Method: Glioma cell lines (U373-MG, U87-MG and U87shp53) were transduced with retroviral vectors encoding Survivin-myc-HA. As controls, cells transduced with an empty vector (mock) were used. 72 hours after transduction, cells were subjected to flow cytometry, apoptosis assays, polyploidy analysis, DNA damage analysis, Western Blot analysis and confocal microscopy.

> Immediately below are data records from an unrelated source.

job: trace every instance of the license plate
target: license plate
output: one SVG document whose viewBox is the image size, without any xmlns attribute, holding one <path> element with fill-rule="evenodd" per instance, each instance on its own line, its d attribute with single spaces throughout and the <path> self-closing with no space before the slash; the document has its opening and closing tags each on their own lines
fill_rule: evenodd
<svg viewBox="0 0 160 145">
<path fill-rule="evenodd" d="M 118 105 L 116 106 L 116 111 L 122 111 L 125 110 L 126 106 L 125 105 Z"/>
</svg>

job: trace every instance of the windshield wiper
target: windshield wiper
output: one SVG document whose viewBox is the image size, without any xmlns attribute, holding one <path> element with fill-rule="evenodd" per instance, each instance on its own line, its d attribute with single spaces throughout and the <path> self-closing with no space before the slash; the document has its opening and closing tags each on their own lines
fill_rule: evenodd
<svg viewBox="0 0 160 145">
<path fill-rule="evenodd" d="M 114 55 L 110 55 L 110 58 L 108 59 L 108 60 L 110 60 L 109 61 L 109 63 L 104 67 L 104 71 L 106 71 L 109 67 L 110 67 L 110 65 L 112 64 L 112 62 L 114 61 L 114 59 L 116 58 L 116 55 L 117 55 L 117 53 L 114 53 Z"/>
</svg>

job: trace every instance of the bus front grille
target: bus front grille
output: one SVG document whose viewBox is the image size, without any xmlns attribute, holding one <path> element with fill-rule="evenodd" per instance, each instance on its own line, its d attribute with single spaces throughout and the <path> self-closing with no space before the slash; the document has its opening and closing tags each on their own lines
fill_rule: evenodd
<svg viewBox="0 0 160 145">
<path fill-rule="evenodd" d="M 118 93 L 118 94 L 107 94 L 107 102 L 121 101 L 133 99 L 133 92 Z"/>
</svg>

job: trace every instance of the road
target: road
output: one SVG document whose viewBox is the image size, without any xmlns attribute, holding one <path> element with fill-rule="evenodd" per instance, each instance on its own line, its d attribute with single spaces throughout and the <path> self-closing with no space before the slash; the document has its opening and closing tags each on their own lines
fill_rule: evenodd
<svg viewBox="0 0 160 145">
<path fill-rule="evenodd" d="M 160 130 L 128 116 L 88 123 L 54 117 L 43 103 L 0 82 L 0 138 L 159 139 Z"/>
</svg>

Results: The exogenous overexpression of Survivin caused a significant increase in the fraction of polyploid U373-MG cells and U87shp53 cells when compared to mock-transduced controls. However, there was no increase observed in the fraction of polyploid cells in U87-MG wild type cells with ectopic overexpression of Survivin-myc-HA. Western blotting and confocal laser scanning analysis showed that cells overexpressing Survivin suffered from DNA damage (as revealed by using the DNA damage marker γH2AX). Furthermore, defective mitosis led to extra and lagging chromosomes, chromosome misalignment and chromosomal bridges.
Conclusions: Our results suggest that deregulated Survivin expression levels might contribute to chromosomal instability and to tumor progression. An understanding of the biological mechanisms that account for aneuploidy could lead to useful insights with respect to novel anti-cancer therapeutic approaches in glioma.